O testemunho de Picasso é válido para todos os tempos. Corpos mortos, almas feridas pela destruição daquilo que lhes vale mais, desde a cultura até os melhores valores éticos estraçalhados, compõem o cenário de horror. Bem próximo da pomba, o pintor espanhol pintou raios de uma luz misteriosa, sinal de iluminação interior, protegidos dos bombardeios exteriores; uma espécie de couraça garantidora da esperança de liberdade (sperma=semente).
Exterminam-se sementes de liberdade enquanto se insufla o medo. Homens e mulheres têm medo de sair nas ruas. Mas a doutrina trinitária do reino de Deus é a doutrina da liberdade. O Filho comunica, na mútua participação da vida indestrutível, que cada homem e cada mulher se tornam livres para além dos limites da sua individualidade, e descobrem o espaço vital comum da sua liberdade. Esse é o aspecto essencial da liberdade. O seu nome é amor e solidariedade.
Experimentamos nele a união da diversidade dos indivíduos e a união das coisas que foram separadas à força, pela violência. O Espírito Santo de Deus testemunha a violência contra a liberdade. Ele está no cotidiano, solidário, gemendo de dor com o sofrimento humano: "O Espírito intercede por nós com gemidos inexprimíveis" (Rm 8.26). As vítimas da fábrica de mortes violentas, com as quais nos conformamos, reclamam da indignação dos crentes, porque Deus já está indignado com o sofrimento imposto pela criatura à própria criatura.

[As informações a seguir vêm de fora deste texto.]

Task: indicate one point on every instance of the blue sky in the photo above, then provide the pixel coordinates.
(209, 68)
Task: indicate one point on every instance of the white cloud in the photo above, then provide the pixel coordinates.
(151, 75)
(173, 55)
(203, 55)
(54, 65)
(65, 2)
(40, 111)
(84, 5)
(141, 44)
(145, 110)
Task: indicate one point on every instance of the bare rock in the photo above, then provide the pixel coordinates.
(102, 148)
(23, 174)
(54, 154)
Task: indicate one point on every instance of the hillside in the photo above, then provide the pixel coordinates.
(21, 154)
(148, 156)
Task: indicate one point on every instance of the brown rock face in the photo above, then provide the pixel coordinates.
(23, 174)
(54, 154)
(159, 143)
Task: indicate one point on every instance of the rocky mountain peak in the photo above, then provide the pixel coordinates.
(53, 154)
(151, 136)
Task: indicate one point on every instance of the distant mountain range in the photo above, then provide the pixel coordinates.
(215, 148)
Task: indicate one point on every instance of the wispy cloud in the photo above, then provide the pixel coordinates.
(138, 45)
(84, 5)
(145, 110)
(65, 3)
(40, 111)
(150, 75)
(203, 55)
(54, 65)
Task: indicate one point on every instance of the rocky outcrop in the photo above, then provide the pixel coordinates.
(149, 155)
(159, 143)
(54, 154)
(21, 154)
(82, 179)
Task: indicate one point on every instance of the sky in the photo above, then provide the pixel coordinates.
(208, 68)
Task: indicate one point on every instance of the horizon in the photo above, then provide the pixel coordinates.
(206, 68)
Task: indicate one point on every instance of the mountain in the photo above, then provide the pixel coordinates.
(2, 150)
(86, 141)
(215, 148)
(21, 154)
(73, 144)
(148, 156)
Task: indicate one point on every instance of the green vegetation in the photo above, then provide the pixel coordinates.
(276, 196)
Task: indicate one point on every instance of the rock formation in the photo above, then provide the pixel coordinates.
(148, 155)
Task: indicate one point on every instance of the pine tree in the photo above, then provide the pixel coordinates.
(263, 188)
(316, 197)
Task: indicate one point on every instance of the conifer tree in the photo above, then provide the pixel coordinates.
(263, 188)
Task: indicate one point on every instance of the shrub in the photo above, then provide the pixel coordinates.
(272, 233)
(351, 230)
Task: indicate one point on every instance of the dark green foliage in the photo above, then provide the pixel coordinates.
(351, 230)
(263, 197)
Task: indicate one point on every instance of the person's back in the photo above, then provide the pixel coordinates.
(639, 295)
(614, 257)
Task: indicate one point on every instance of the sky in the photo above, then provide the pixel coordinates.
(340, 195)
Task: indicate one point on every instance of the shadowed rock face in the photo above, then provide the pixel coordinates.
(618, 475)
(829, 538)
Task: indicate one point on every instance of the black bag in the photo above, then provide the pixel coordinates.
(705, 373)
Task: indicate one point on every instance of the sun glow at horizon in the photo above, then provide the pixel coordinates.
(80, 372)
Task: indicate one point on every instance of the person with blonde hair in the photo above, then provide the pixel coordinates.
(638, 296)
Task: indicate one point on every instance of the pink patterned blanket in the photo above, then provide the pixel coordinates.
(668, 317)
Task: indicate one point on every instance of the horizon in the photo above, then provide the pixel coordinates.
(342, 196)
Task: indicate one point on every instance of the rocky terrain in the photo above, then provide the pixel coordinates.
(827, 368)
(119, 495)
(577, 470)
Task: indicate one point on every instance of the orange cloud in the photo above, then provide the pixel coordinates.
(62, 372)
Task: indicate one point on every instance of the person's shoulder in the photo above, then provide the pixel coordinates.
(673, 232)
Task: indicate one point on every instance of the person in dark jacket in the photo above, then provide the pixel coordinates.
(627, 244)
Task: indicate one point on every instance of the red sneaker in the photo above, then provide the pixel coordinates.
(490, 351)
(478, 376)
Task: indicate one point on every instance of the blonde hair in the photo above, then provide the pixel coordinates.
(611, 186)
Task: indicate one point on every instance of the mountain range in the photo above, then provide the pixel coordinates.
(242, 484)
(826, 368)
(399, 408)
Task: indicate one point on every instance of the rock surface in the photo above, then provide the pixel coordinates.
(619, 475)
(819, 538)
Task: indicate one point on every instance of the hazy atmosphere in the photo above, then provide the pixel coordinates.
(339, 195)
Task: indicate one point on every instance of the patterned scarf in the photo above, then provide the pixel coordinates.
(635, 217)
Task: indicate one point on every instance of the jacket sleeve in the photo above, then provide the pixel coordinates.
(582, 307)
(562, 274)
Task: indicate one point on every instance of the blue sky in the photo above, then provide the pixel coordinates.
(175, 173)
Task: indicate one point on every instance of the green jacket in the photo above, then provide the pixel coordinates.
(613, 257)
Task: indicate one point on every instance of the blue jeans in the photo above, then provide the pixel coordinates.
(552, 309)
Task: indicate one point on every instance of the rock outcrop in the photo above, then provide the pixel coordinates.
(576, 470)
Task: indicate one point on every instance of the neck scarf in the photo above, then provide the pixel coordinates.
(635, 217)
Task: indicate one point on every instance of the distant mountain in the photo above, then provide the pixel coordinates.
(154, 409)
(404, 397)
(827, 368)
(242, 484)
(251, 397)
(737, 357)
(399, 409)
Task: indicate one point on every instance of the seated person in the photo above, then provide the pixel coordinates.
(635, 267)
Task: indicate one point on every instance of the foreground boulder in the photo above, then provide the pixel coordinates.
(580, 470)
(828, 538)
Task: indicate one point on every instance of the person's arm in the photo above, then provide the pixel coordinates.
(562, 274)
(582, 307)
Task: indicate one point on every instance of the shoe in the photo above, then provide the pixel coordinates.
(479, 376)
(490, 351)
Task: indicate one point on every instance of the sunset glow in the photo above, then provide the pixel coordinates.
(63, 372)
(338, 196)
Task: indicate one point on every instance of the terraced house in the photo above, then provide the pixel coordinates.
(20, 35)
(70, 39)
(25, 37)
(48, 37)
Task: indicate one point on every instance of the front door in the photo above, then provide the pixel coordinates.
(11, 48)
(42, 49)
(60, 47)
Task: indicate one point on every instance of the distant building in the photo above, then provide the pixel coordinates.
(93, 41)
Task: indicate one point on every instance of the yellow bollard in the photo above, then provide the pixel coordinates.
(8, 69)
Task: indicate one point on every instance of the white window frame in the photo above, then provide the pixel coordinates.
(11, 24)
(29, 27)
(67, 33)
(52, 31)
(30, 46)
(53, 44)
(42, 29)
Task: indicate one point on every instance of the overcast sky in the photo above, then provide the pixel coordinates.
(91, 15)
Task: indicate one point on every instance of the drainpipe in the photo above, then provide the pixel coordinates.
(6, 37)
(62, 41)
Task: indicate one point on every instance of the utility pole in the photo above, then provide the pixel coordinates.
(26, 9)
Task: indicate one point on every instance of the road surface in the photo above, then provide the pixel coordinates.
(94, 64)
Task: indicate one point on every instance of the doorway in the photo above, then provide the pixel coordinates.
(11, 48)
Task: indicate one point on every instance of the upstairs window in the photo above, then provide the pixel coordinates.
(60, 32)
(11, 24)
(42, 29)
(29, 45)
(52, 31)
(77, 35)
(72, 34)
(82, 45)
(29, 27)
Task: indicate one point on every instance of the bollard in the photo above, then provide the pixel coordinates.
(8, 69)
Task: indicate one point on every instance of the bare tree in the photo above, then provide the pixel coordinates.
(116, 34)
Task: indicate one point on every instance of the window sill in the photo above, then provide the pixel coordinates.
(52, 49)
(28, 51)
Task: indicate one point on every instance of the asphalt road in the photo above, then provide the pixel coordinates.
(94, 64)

Um Deus imóvel e apático não poderia ser colocado como fundamento da liberdade humana. Um soberano absolutista no céu não encoraja nenhuma liberdade sobre a terra. Somente o Deus sofredor e apaixonado, que vem aos homens, e por força da sua paixão pelo homem, é capaz de fazer com que exista a liberdade humana. Ele oferece à nossa liberdade o seu divino espaço vital. O Deus uno e trino, que realiza o reino da sua glória em uma história de criação, libertação e glorificação, solidariamente deseja e alicerça a liberdade humana, e dispõe o homem incessantemente para a liberdade (J. Moltmann). Resta-nos comemorar, nesta Epifania, a presença do Pai, do Filho e do Espírito Santo. Deus está conosco para sempre.
Kyrie eleison
É pastor emérito da Igreja Presbiteriana Unida do Brasil e autor de livros como “Pedagogia da Ganância" (2013) e "O Dragão que Habita em Nós” (2010).